Key Australian wage facts identified by the Australian Council of Trade Unions (ACTU):

  • Total wages share in food and accommodation was 78 per cent in 2013-14, down from a peak of 87 per cent in 1997-98. In retail, the wages share has fallen from a peak of 79 per cent in 1997-98 to just 73 per cent in 2013-14.
  • The level 4 rate of pay in the General Retail, Restaurants and Hospitality Awards is $746.20. Full Time Adult Average Weekly Total Earnings as at 14 November was $1,539.40 (ABS 6302).
  • 97% of Australians think that the weekend is important for families (Galaxy Research 2012)
  • A Fair Work Commission decision on the Restaurant Industry Award in May 2014 found that it did not consider Sunday penalty rates to “have economy-wide effects” as the industry has grown strongly since the Award commenced.
  • In 1997, 69.7% of us had jobs from Monday to Friday. In 2012 that figure was 68.9%.

 

What are penalty rates worth?

  • A nurse in a South Australian hospital gets 22.9% of their income from penalty rates. Losing them would mean an eye-watering annual pay cut of $14,000 to $22,000.
  • A waiter working for a celebrity chef – those who call penalty rates ‘ridiculous’ – would see their incomes slashed by 30% from $41,000 down to $29,000 if penalty rates were slashed.

 

ACTU President Ged Kearney says:

“While the rest of us wind down for the Easter break, millions of Australian workers will give up their family time and they should be compensated for that.  The business community, backed by the Abbott Government, are using the Easter break as justification to attack penalty rates by saying it’s unaffordable to hire more workers.

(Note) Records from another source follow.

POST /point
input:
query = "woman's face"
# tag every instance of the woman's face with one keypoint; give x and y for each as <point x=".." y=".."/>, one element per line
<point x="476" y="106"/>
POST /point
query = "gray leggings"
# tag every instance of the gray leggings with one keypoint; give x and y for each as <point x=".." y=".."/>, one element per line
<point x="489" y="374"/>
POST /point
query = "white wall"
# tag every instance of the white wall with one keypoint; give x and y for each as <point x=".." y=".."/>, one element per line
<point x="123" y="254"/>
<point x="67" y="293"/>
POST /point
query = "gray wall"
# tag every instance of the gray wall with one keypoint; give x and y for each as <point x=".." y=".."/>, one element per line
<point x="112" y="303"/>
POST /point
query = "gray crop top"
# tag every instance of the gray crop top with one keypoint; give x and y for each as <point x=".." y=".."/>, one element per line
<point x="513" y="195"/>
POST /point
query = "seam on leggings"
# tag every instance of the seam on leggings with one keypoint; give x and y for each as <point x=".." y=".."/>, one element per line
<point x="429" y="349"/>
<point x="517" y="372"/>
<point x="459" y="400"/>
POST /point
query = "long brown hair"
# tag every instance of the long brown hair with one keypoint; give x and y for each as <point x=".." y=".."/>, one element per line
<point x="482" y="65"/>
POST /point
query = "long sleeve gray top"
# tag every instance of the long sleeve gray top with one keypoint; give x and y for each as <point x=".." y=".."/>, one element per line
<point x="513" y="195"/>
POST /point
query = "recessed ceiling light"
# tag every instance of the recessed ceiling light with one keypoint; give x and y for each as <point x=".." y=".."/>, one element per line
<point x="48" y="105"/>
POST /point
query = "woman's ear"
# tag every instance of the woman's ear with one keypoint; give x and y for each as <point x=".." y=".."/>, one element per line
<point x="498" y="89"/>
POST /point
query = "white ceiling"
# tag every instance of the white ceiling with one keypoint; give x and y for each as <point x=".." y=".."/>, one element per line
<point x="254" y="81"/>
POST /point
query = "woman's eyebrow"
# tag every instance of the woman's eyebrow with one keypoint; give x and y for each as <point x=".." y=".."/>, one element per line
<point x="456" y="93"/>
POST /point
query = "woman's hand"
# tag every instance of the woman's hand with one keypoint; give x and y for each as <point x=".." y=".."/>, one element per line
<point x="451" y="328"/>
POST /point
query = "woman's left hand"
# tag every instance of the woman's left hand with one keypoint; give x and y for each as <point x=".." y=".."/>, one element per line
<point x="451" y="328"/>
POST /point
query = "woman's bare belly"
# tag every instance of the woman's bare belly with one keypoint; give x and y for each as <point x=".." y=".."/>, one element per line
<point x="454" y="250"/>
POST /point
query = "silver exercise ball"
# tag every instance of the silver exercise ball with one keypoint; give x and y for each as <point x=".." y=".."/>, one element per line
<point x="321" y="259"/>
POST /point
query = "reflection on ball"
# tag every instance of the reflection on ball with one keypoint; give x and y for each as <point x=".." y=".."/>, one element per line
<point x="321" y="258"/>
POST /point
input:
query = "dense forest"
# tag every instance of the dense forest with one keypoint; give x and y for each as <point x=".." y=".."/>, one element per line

The truth is the share of business income going to wages in retail and hospitality has fallen in recent years.

“There is no evidence this will create new jobs, but plenty of evidence it will hurt low-paid workers. We know most retail and hospitality workers are paid less than Full Time Average Weekly Total Earnings and working over the Easter break allows them extra disposable income to spend in shops and cafes – the very businesses that are driving this attack.

“Cutting penalty rates have nothing to do with job creation or productivity – it is about cutting people’s pay packets and disposable income.”